Superista! It was an extraordinary honor, the highest military position in Rome: commander in chief of the papal militia.
“There’s work to do here—important work. The treasure the Saracens plundered from St. Peter’s will only encourage them to try again.”
“You think they will come back?”
“Yes.” To any other woman Gerold would have lied reassuringly. But Joan was not like any other woman. “Leo is going to need our help, Joan—yours and mine.”
“Mine? I don’t see what I can do.”
Gerold said slowly, “You mean no one has told you?”
“Told me what?”
“That you are to be nomenclator.”
“What?” She could not have heard aright. The nomenclator was one of the seven optimates, or highest officials, of Rome—the minister of charity, protector of wards, widows, and orphans.
“But … I’m a foreigner!”
“That doesn’t matter to Leo. He’s not a man to be bound by senseless tradition.”
She was being offered the opportunity of a lifetime. But accepting it would also mean the end of any hope of a life with Gerold. Torn by opposing desires, Joan did not trust herself to speak.
Misinterpreting her silence, Gerold said, “Don’t worry, Joan. I’ll not trouble you again with proposals of marriage. I know now we can never be together in that way. But it will be good to work together again, as we once used to. We were always a good team, weren’t we?”
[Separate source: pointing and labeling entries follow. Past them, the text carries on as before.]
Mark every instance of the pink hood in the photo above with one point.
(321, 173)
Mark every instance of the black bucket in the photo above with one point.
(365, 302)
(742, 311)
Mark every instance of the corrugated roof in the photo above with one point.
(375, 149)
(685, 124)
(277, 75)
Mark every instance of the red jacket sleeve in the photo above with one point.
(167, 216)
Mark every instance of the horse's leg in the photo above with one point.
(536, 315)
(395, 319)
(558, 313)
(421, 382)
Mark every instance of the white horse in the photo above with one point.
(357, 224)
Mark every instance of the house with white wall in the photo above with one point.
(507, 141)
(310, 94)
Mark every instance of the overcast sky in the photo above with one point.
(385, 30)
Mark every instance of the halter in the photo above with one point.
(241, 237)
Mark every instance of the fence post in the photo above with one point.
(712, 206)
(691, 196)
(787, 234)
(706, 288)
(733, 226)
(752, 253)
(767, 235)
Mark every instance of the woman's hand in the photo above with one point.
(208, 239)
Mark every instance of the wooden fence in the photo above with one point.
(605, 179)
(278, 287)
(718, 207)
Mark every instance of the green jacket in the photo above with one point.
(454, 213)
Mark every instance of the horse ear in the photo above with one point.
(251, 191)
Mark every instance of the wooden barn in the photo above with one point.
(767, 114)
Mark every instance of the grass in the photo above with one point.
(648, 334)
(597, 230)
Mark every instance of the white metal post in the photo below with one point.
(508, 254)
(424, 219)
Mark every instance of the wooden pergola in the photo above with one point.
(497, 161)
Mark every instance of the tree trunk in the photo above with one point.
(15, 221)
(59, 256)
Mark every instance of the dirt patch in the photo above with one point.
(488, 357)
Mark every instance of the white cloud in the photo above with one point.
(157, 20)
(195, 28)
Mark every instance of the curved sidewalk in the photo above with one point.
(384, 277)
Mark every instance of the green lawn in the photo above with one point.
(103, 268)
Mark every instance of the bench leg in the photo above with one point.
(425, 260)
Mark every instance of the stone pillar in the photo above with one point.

Joan’s mind was whirling; everything was coming out so differently from the way she had imagined. Her voice, when she answered, was a whisper. “Yes. We were.”
“Sanctus, Sanctus, Sanctus.” The words of the sacred hymn reached their ears through the open window. The ceremony of consecration had concluded; the Canon of the Mass was about to begin.
“Come.” Gerold held out his hand. “Let us go together to greet our new Lord Pope.”